'After a while, I couldn't fight anymore': B.C. skier reflects on surviving avalanche
Caleb Brown and a friend went into the backcountry despite several avalanche 'red flags'
A 25-year-old skier from Fernie says he's lucky to be alive after he was caught in an avalanche in the backcountry near Golden.
On March 12, Caleb Brown was skiing out of bounds near Kicking Horse Mountain Resort with friend Pete Basaraba, when an avalanche carried him one-and-a-half kilometres and knocked him unconscious.
"It took me for a very violent ride. I was fighting for my life," Brown told Radio West guest host Josh Pagé.
Brown says he regularly skis in the backcountry and has taken avalanche training.

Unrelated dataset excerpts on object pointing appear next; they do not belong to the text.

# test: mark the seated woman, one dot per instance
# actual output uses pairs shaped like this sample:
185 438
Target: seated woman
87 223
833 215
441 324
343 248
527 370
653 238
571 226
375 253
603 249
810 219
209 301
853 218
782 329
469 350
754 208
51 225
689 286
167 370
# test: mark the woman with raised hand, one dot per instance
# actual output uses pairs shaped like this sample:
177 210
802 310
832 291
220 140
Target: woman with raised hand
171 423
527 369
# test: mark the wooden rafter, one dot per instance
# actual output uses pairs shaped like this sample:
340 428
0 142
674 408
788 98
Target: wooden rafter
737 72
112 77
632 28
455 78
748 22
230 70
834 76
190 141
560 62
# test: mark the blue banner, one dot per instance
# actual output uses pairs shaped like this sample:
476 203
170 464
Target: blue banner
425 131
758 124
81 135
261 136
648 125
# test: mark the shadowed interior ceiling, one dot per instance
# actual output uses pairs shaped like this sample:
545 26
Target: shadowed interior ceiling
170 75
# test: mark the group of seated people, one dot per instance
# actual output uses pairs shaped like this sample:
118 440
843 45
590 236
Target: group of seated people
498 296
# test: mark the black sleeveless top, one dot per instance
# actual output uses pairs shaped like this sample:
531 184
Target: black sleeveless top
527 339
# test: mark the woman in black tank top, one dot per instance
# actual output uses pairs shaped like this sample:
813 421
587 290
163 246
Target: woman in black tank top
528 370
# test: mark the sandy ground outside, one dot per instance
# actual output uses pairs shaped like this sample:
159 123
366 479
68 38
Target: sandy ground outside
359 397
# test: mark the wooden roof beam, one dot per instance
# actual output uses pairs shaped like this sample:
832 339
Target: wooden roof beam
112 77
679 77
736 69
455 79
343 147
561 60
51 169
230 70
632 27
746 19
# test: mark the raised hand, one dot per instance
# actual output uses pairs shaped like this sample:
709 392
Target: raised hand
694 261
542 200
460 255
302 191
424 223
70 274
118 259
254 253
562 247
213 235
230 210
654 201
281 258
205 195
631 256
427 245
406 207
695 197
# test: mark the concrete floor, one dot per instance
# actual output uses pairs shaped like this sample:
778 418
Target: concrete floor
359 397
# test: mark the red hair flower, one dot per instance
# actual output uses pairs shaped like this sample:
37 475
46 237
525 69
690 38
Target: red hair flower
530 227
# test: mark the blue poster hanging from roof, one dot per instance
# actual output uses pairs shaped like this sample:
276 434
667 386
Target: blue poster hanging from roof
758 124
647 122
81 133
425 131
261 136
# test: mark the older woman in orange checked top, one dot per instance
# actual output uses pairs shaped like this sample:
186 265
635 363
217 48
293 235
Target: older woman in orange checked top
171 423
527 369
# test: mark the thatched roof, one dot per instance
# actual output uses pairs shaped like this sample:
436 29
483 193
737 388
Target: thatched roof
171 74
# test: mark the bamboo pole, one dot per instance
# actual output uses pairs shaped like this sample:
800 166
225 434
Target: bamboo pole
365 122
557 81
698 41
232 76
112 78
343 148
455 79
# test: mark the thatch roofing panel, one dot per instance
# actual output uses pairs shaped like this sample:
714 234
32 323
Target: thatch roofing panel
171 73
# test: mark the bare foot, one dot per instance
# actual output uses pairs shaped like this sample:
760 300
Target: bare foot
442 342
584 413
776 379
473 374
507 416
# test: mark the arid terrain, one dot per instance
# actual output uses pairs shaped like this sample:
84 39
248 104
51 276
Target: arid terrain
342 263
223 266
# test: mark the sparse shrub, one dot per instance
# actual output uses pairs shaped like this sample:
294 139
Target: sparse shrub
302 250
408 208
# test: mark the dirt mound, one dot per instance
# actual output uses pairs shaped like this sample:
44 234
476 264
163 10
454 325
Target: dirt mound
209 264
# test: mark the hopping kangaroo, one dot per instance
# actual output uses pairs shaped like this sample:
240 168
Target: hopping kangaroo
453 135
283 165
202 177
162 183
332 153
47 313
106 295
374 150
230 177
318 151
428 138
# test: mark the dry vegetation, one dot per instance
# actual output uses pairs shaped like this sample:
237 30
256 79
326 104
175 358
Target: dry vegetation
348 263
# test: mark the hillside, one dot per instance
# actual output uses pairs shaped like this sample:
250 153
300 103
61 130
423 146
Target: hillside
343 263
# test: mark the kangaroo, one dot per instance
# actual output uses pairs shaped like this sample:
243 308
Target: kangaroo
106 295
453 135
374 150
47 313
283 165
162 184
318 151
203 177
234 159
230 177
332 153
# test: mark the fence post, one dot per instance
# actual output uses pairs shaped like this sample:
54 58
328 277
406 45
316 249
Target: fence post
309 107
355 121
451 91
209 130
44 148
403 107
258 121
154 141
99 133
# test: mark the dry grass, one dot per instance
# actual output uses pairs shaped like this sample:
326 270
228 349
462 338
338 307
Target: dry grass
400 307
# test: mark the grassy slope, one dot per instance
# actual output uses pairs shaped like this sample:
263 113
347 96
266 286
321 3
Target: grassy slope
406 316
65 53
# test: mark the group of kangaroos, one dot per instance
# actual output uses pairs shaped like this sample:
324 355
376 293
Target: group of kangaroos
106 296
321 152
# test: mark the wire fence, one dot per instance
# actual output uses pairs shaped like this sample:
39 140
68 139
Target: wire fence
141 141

He went out despite noticing several "red flags" for avalanches like warming temperatures and changing weather.
"We dug a snow study pit to test the snow and it seemed solid. The pit gave us a false sense of security," he said. "I ski-cut the slope as a final test, but again, it seemed solid.
"Four turns later, the entire slope broke away."
'I couldn't fight anymore'
As Brown was being carried away, he tried to fight, but it felt like an eternity under the snow.
"After a while, I couldn't fight anymore. I lost a bunch of oxygen," he said. "Near the end, I couldn't feel my arms anymore. I went into this very euphoric state."
He passed out. When he regained consciousness, he says he was sitting upright with nothing but his boots buried.
"When I was sitting there watching the clouds, it was something like I had never seen … before," he said.
He had torn his MCL, a knee ligament, in the avalanche. Fortunately, Basaraba found him and they were able to ski out together.
'I would've died really peacefully'
Brown says he doesn't remember much of the trip down. He was focused on finding light but his thoughts strayed to his mother and Basaraba at the top.
"I felt really bad for putting him in that situation. "If I would've died that day, I would've died really peacefully," he said. "It definitely wouldn't have been a peaceful experience for Pete to find me and everyone back home."
Brown says he and Basaraba knew they shouldn't have been on the mountain that day but ignored the danger signs and went anyway.
He says he has a view of avalanche danger now he didn't have before and plans on being more careful in the future.